寝起きにビーチフラッグをするようなもんだ。。

滑り込むように電話にでる。

はい

自分の声が出ていることを確認。

よつや動物病院院長の和田です。

・・・・・・

ええ

はい・・・

そうですか・・・・

・・・・・・

・・・・・

・・・

もしもし・・・?

うん・・・・・

そうなんだ・・・・・

そしたらさ・・・・

世界最大の池をまどからみながら

僕は 電話に出ている。

誰か親しい人と話している。

僕の住む散らかったワンルームには

猫のむちゃこが眠そうにこちらをみながら

もしかしたらごはんをもらえるかもしれないと

起きようかどうしようか迷っている。

・・・・・・

・・・・・

・・・

また急患だっ!!

ねおきのあたまを 

全力で回転させる。

電話で伺った症状と、品種などから

確率の高い病気と鑑別すべき疾患を思い浮かべる。

あれだったら一番やばいな、、、、

じゃ、一応、酸素室と、救急救命の準備は必要だな。

やっぱり、猫のむちゃこはこちらを薄目を開けてみている。

多分、ねだっても、何も出てこないことを悟ったのか

あまりに眠い時間帯だからなのか、

また目をとじてしまった。

・・・・・・

そんなことをしている場合ではない

・・・・・

消防士さんみたいな、2階から1階に滑り降りるポールがあればいいと

思ったことがあるが、結局階段で降りるのと大差はないと

きいたことがある

・・・・・

そんなことを考えているばあいではない!

・・・・・

最短ルートで出口をあけ、

緊急の場合に備え準備だ。

気管チューブと、

喉頭鏡、、、

、、、、、

いいか和田

緊急のときはな・・・・・

師匠が、

僕に教えてくれている。

はい。

メモをとる自分がみえる。

叱られたあとなのか、いい年して

半べそ状態のような顔をしている。

でも、きっと一生懸命に、

緊急時のことをメモにとっている

・・・・・・

メモはどこに行っただろう

・・・・・

でもなくても、書いてきたことは

だいたい頭に入っている。

・・・・・

そうそう、の時は、これが、必要だ。

。。。。

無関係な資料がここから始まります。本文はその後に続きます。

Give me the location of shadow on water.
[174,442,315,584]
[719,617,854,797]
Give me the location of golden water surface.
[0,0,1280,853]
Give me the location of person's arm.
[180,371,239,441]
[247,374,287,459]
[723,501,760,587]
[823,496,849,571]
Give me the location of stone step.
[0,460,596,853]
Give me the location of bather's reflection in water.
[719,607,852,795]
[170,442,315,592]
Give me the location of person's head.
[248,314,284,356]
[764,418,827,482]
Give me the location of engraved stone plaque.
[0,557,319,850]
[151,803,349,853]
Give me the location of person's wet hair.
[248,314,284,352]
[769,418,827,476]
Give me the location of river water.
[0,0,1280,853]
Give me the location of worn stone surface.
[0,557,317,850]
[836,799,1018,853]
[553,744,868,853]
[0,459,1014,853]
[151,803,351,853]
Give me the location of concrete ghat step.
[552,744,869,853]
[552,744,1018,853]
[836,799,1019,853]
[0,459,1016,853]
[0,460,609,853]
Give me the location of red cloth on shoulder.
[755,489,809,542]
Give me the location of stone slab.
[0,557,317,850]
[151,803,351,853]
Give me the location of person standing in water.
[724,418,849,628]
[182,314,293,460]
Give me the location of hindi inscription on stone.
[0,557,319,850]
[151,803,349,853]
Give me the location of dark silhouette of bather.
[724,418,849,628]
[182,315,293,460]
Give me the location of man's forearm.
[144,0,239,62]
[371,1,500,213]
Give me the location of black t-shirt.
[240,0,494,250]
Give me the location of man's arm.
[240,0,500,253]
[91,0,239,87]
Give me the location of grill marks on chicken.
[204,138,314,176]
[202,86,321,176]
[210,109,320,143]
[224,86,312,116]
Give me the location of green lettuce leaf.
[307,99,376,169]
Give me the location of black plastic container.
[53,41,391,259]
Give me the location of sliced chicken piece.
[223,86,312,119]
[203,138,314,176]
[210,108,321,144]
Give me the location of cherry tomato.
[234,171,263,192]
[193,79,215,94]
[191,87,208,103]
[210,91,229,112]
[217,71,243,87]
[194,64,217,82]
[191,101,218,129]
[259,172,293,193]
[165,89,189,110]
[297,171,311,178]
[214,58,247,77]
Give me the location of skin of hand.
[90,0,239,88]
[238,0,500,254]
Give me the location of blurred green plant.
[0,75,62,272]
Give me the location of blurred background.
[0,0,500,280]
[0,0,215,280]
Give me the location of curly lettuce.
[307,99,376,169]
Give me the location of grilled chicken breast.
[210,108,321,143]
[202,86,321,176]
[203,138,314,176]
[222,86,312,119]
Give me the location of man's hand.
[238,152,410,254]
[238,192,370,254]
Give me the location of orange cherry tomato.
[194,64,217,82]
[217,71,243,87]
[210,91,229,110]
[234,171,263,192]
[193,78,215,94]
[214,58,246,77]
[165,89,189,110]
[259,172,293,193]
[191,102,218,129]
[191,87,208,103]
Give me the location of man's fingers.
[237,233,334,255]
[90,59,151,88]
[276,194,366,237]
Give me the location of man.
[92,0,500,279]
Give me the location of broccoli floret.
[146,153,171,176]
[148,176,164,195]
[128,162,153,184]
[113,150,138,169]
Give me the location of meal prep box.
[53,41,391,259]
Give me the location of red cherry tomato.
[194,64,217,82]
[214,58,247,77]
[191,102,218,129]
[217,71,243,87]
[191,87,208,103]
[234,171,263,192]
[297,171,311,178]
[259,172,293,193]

。

時計をみる。

残り時間と、

準備すべきものを 

あたまに浮かべ

判断する、

・・・・・

・・・・・

そろそろいらっしゃるぞ、

玄関に向かい車を確認する。

・・・・・・

まだ車はきていない。

めをとじて、

もう一度

イメージトレーニングをする。

・・・・・・・

・・・・・・・

ピンポーン

おとがなり終わる前には駆け出している。

問診票を小脇に抱え、

中距離から

患者さんの状況を一瞬で判断しようとするが

まだ患者さんがみえない

飼い主様の腕の中に抱かれたワンちゃんは

僕のことを

笑顔でみている

緊急性はひくいかもしれない。

・・・・

うィィィ・・・・

脳の回転は普通の速度にもどっていく

・・・・・

・・・・・

すごい風邪だ

湖山池のほとりに自分がみえる

でんわは おわったのか

また

はんべそをかいているのか

僕は真っ直ぐに

池の向こう岸か、

空か山をみている。

寒い。

ブルブルっとからだがふるえる。

まわり右して

僕は車まで

あるいていく

そして、

みんなのところへ・・・

きっと、

なにか

辛いことがあったのかも

・・・・・

不安そうな顔をした患者さんに

笑顔で話しかける

まるで

あの時や、この時の

自分に声をかけるように。

いろんな事があった、

でも、それを乗り越え、

ようやく、ここまでこれた

それは、支えてくださるみなさんのお蔭。

だめだめで意気地なしな、

でも、辛い時も一生懸命

頑張ってくれた、過去の自分のお蔭でもあるんだなあ。